One of the things I love about working with this new generation of AI tools is what you can do by combining multiple tools and how easily they all fit together. (Slight digression here – a couple of months ago, I made a short promotional video in the style of a children’s storybook by getting ChatGPT to write the script, prompting MidJourney to generate images, and then using text to speech from ElevenLabs to create the narration. It was fun, easy, and – unbelievably – took less than two hours. But let’s get back to StoreAI...)
There were three components to AI Andreas: the content, the voice and the image. Let’s take a quick look at each of those and see how we did it.

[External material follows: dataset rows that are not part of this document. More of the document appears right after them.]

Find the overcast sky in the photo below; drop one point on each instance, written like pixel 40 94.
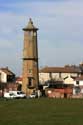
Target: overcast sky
pixel 60 34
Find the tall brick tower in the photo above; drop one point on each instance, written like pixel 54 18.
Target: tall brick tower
pixel 30 59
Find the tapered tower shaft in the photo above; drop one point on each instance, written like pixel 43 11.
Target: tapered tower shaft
pixel 30 59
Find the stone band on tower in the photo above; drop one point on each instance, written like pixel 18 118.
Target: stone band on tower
pixel 30 59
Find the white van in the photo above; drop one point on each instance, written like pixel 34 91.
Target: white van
pixel 14 94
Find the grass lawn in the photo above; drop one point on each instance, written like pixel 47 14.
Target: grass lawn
pixel 42 111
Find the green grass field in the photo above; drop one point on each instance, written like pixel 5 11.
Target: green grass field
pixel 41 112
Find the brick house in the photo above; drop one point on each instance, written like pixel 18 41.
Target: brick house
pixel 58 73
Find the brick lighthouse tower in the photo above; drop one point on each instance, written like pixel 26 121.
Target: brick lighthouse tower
pixel 30 59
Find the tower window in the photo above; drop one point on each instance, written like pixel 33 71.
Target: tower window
pixel 30 70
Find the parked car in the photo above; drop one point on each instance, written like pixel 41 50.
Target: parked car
pixel 14 94
pixel 33 95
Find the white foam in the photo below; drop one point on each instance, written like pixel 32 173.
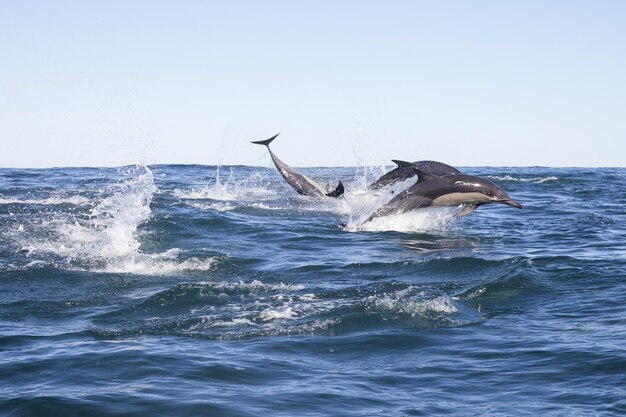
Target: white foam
pixel 229 190
pixel 50 201
pixel 422 220
pixel 414 305
pixel 278 314
pixel 536 180
pixel 108 239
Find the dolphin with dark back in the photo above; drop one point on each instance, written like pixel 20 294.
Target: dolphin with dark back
pixel 445 191
pixel 301 183
pixel 405 170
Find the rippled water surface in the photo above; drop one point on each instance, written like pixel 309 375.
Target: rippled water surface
pixel 197 290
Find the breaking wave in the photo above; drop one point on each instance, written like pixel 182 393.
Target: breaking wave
pixel 107 238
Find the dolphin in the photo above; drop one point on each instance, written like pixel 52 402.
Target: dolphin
pixel 404 171
pixel 301 183
pixel 445 191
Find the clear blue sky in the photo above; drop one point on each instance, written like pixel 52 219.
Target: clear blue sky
pixel 86 83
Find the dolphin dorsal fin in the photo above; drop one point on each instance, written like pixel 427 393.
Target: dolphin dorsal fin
pixel 266 142
pixel 401 164
pixel 423 175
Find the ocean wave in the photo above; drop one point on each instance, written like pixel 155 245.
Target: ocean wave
pixel 536 180
pixel 107 238
pixel 76 200
pixel 225 310
pixel 424 220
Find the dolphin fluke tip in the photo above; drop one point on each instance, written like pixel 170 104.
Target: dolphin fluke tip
pixel 265 142
pixel 337 192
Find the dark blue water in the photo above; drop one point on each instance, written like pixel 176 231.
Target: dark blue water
pixel 193 291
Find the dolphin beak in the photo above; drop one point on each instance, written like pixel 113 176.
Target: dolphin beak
pixel 512 203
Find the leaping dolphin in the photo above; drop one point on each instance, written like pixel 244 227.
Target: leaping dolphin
pixel 301 183
pixel 404 171
pixel 445 191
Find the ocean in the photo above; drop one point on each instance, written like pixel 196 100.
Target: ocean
pixel 188 290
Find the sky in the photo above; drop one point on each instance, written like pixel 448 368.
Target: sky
pixel 346 83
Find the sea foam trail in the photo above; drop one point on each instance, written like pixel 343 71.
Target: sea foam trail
pixel 108 239
pixel 230 190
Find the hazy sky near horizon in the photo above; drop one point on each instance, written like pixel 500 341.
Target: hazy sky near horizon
pixel 496 83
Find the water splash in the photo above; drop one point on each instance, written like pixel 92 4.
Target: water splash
pixel 232 189
pixel 107 239
pixel 536 180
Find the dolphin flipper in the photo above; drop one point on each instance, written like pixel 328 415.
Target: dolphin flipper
pixel 467 209
pixel 337 192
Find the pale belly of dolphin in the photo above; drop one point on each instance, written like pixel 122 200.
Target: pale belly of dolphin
pixel 455 199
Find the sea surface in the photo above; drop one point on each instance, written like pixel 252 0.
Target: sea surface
pixel 176 290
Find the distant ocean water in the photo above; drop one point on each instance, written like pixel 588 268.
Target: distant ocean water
pixel 217 291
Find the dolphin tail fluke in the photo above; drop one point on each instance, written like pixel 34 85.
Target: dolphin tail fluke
pixel 337 192
pixel 266 142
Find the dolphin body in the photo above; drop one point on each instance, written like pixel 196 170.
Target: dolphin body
pixel 445 191
pixel 405 170
pixel 301 183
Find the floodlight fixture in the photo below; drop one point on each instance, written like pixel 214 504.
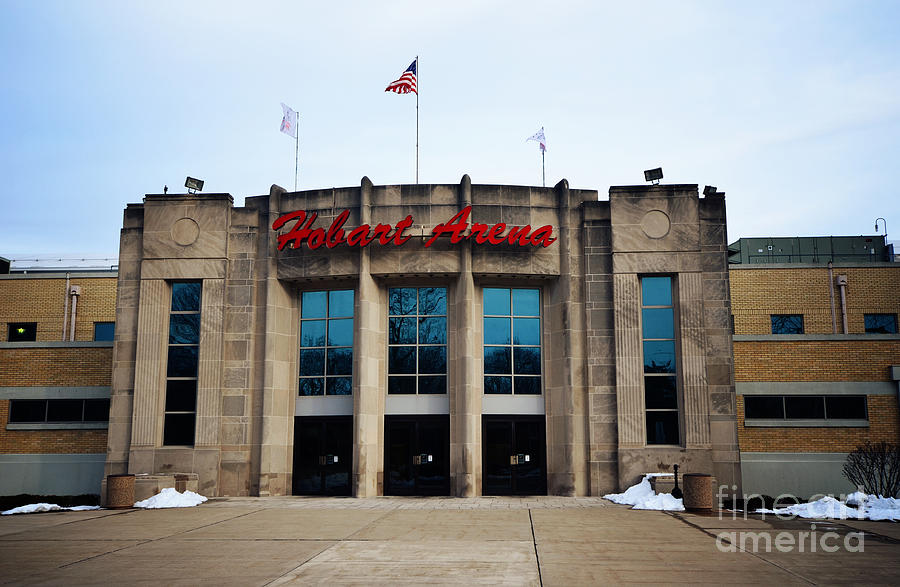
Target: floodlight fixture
pixel 653 175
pixel 193 184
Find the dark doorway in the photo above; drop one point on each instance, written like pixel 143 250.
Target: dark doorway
pixel 323 454
pixel 417 455
pixel 514 455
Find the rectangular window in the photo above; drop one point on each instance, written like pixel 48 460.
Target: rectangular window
pixel 37 411
pixel 512 341
pixel 104 330
pixel 787 323
pixel 417 340
pixel 805 407
pixel 326 342
pixel 881 323
pixel 660 365
pixel 22 332
pixel 182 364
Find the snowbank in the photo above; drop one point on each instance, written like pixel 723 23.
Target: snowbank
pixel 869 507
pixel 47 507
pixel 170 498
pixel 642 497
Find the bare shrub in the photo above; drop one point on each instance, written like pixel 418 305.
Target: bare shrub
pixel 875 467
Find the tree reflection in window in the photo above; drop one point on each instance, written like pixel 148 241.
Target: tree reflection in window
pixel 182 364
pixel 512 341
pixel 417 340
pixel 660 372
pixel 326 342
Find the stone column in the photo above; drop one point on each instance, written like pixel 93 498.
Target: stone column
pixel 121 408
pixel 693 361
pixel 465 393
pixel 566 419
pixel 279 376
pixel 369 368
pixel 149 377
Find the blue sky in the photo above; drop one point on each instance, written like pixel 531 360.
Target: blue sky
pixel 791 108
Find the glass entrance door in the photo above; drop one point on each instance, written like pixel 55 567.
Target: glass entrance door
pixel 417 455
pixel 514 455
pixel 322 455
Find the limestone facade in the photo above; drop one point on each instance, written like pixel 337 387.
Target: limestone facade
pixel 591 401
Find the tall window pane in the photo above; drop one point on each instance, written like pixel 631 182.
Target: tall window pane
pixel 181 364
pixel 326 342
pixel 512 341
pixel 417 340
pixel 660 366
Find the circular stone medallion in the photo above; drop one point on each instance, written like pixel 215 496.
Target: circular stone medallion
pixel 185 231
pixel 656 224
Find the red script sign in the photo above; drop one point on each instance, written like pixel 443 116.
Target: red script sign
pixel 386 234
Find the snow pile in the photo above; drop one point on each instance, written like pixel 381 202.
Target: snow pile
pixel 882 508
pixel 869 507
pixel 47 507
pixel 170 498
pixel 642 497
pixel 856 498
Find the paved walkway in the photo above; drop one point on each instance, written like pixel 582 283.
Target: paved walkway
pixel 490 541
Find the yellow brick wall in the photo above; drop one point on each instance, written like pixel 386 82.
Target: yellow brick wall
pixel 757 293
pixel 815 360
pixel 48 441
pixel 884 424
pixel 42 300
pixel 76 367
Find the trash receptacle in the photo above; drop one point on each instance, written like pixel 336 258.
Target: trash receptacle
pixel 119 491
pixel 698 492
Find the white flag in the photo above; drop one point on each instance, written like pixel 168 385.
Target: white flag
pixel 539 137
pixel 289 121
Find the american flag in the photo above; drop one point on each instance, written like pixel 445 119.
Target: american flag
pixel 407 82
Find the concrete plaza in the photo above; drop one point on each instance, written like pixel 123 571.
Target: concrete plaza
pixel 492 541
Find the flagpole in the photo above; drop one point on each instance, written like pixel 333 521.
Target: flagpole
pixel 543 171
pixel 417 119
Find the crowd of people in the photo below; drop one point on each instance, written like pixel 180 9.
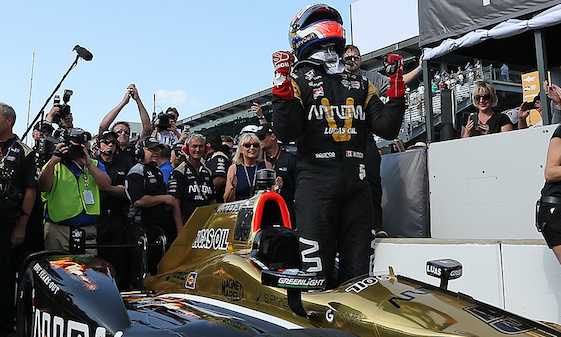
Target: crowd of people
pixel 118 190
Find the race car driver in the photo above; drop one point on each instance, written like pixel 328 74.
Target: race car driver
pixel 329 112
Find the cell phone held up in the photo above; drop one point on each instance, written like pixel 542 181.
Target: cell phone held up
pixel 529 105
pixel 474 116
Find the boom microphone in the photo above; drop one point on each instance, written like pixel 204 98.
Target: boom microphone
pixel 83 53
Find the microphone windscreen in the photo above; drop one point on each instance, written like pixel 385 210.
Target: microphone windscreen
pixel 83 53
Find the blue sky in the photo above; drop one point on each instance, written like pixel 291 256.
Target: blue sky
pixel 194 55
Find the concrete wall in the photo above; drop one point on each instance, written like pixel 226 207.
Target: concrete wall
pixel 486 187
pixel 521 276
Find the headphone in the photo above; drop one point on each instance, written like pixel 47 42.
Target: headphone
pixel 139 149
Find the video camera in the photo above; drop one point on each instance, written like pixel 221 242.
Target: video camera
pixel 11 197
pixel 64 108
pixel 78 136
pixel 163 120
pixel 46 145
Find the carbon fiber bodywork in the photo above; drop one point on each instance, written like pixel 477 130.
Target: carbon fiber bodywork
pixel 234 271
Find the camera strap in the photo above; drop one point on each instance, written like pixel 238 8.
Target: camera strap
pixel 10 149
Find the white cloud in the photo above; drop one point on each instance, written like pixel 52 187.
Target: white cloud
pixel 173 97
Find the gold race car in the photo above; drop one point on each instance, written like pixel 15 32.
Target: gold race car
pixel 235 270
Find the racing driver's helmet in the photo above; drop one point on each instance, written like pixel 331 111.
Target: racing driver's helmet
pixel 314 26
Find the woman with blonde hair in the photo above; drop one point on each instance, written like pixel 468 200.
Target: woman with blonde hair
pixel 485 120
pixel 242 174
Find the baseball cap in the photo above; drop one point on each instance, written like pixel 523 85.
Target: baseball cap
pixel 249 128
pixel 44 126
pixel 107 133
pixel 263 130
pixel 150 143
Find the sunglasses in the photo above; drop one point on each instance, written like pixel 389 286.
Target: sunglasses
pixel 248 145
pixel 352 58
pixel 485 97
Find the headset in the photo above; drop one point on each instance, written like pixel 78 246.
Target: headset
pixel 139 149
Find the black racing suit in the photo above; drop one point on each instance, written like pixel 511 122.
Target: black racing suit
pixel 329 118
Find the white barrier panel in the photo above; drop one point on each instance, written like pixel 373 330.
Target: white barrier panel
pixel 521 276
pixel 486 187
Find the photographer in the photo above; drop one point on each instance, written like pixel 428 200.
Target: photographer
pixel 111 223
pixel 165 130
pixel 61 114
pixel 149 206
pixel 44 141
pixel 18 181
pixel 125 150
pixel 73 182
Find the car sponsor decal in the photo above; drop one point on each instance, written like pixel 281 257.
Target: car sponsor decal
pixel 359 286
pixel 274 300
pixel 292 282
pixel 43 276
pixel 407 296
pixel 228 208
pixel 343 318
pixel 211 238
pixel 45 324
pixel 232 290
pixel 191 281
pixel 74 268
pixel 325 155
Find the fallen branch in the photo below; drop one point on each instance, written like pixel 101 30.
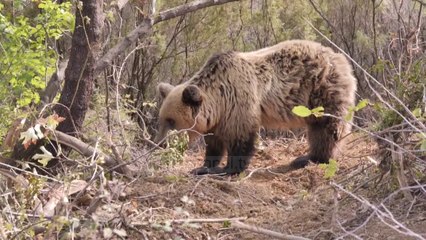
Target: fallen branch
pixel 207 220
pixel 235 222
pixel 264 231
pixel 89 151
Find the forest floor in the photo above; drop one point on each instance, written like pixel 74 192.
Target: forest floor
pixel 300 203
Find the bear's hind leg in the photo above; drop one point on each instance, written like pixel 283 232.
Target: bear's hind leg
pixel 239 154
pixel 322 138
pixel 215 150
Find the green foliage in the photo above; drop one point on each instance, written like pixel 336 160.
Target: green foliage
pixel 303 111
pixel 330 169
pixel 28 55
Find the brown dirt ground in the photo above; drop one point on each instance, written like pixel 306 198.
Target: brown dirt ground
pixel 301 202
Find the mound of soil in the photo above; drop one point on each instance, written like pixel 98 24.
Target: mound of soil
pixel 176 205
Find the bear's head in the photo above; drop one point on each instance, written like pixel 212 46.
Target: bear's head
pixel 179 110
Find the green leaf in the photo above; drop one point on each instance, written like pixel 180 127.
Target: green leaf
pixel 301 111
pixel 423 145
pixel 417 112
pixel 361 104
pixel 330 169
pixel 318 111
pixel 44 158
pixel 226 224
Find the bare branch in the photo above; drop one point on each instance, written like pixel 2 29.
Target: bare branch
pixel 87 150
pixel 187 8
pixel 146 26
pixel 266 232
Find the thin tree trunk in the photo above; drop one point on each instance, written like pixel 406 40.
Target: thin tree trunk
pixel 79 75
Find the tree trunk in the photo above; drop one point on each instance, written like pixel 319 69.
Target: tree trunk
pixel 79 74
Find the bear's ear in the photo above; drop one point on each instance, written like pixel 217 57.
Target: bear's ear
pixel 191 96
pixel 163 89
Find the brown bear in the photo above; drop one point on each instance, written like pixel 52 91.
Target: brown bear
pixel 235 93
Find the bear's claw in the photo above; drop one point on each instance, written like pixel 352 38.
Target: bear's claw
pixel 207 170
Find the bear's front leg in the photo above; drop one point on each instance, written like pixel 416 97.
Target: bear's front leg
pixel 214 152
pixel 240 153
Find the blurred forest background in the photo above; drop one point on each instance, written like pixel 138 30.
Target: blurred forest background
pixel 102 76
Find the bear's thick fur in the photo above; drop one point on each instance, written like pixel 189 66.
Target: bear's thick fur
pixel 235 93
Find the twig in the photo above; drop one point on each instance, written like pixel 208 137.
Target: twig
pixel 267 232
pixel 207 220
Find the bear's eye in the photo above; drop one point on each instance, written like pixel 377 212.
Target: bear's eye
pixel 170 122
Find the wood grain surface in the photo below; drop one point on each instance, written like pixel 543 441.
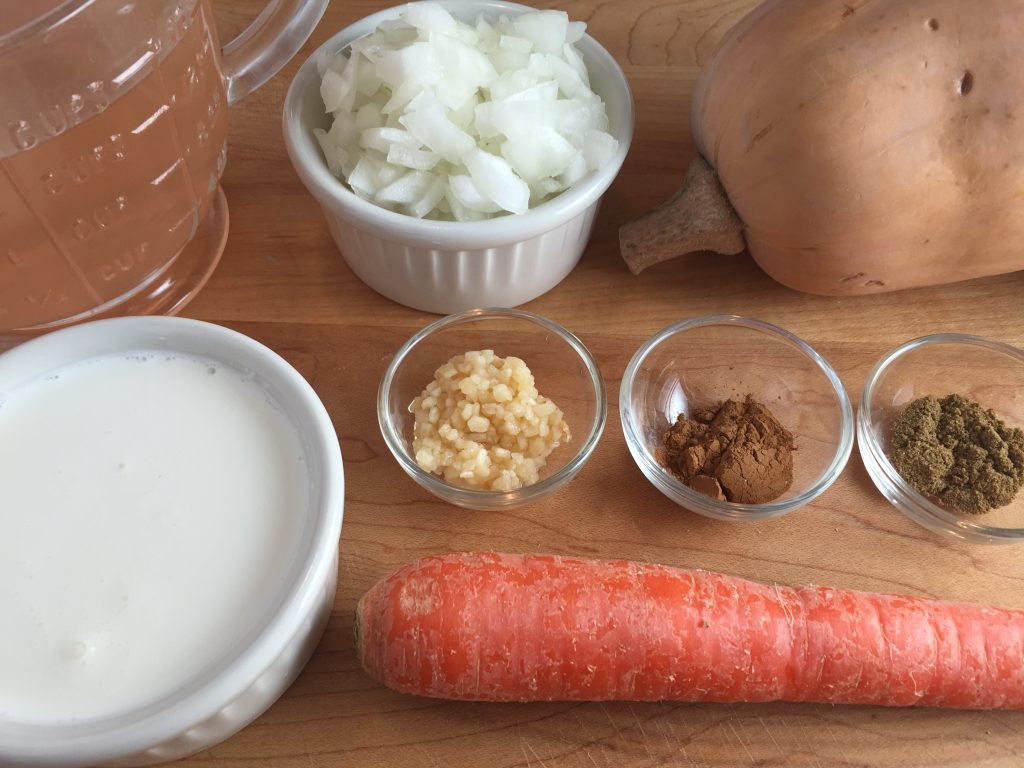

- The content is generated using a combination of ChatGPT and Pointr running on Ombori Grid. The bulk of the conversation works just like a text-based chat, except that instead of typing, Andreas could just speak to the AI – no different to using Siri, Alexa, or Google. The text is supplemented with an animated map generated using Pointr, and an image and QR code pulled from the product database held in Grid Products.
- The next step is to turn the text into audio. To do that, we used ElevenLabs, which is one of my personal favorites for AI text to voice solutions. We cloned Andreas’s voice using a few short samples. This enables us to turn the output from OpenAI into audio that sounds like Andreas talking. It’s not quite real time, as you may have noticed, but it’s close. There’s a delay of a second or so while the audio is generated, but as the technology improves, that should come down.
- Then finally, we can get AI Andreas to talk. There are many tools available for animating a photorealistic image and real-time lip syncing based on text or audio, and they’re getting better all the time. We used D-ID for this demo, because it does a great job of animating a face from just a single portrait, which was all we needed.
And that’s it – we turned the output of ChatGPT from raw text into a conversation with an on-screen avatar that looks, and sounds, like Andreas. We added some extra graphics such as QR codes and maps to increase functionality, and placed it on a large screen that encourages people to interact.
The potential for this kind of real-time video is phenomenal, and we are only just beginning to explore the ways it could be used. Some retailers may choose to use AIs to define their brand and ensure consistency across all locations: wherever you are, you’ll talk to the same avatars. Others may go the other way and give customers the option to choose who they speak to: they may prefer talking to a woman, a man, or someone of their own age or ethnic origin. Or maybe we’ll see this as an opportunity for senior executives to get their faces in front of customers – if someone wants to know about sustainability, who better than the Chief Sustainability Officer to give them the lowdown on what the company is doing?
I can even imagine a situation where there are multiple expert systems, each of which has a distinct personality and appearance. So if you’re in a department store and you’re asking about children’s clothes, you may find yourself talking to someone who looks like a mom. Then you want to ask about fountain pens or art supplies, and you’re now talking to someone else. This helps humanize the entire process and reinforces the illusion that you’re talking to knowledgeable staff, not to a bot.
AI Andreas was just a first step. Who knows what video chatbots will be like this time next year?